The Palo Alto, California-based company's first offering--the CacheFlow 1000--includes a function-specific operating system that is dedicated to caching and updating Web pages locally so that users do not have to wait for downloads from across the Net, a process often dubbed the "World Wide Wait."

Using caching technology to speed up Web access is a growing industry trend, as reported recently by CNET's NEWS.COM. A glut of hardware and software caching systems are entering the market from the likes of heavyweights Cisco Systems, Intel, Network Appliance, and Sun Microsystems.

In fact, Michael Malcom, one of the founders of Network Appliance--a fast-growing dedicated systems company--will serve as chairman and CEO of CacheFlow, adding luster to the company's cause.

In a recent study, Forrester Research found that 91 percent of 50 Fortune 1,000 companies interviewed for the survey will deploy a network-based caching system within two years. More than 50 percent said they were deploying caching mechanisms now.

"Caching is becoming more important because the Internet itself is becoming more important," said Brendan Hannigan, an analyst with Forrester.

Unlike other caching systems, CacheFlow's software can download updates of popular Web pages before they are requested, according to the company, minimizing use of the often snail-like Web infrastructure.

CacheFlow hopes to differentiate itself by promoting an "active cache" technology that allows a user to click on a Web site like CNET's and receive updated content at 10 times the speed of other caching systems, according to company executives.

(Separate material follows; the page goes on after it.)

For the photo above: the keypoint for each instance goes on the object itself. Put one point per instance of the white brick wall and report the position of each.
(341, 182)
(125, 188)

"The user response time is going to be the big deal," according to Bruce Robertson, program director for global networking strategies at the Meta Group. "As more and more businesses have Web interfaces, they will gain more and more benefits."

The technology takes a browser request and speeds up the downloading of Web objects such as graphics or frames, minimizing the back-and-forth communication between a local browser and a faraway server computer. It also stores more static elements of Web pages such as link buttons to other content.

Using the abundance of disk space in the hardware, the box also automatically stores and periodically retrieves Web site updates once a user clicks on a site. This differs from other caching approaches that focus on bandwidth conservation, according to company executives and analysts.

"Passive caching, by definition, is not the recipe for speed," Kelly Herrell, vice president of marketing, said.

The box, which supports about 500 concurrent users, is available now with prices starting at $39,500. It includes TI, T3, and local 100-mbps (megabits per second) Ethernet connections.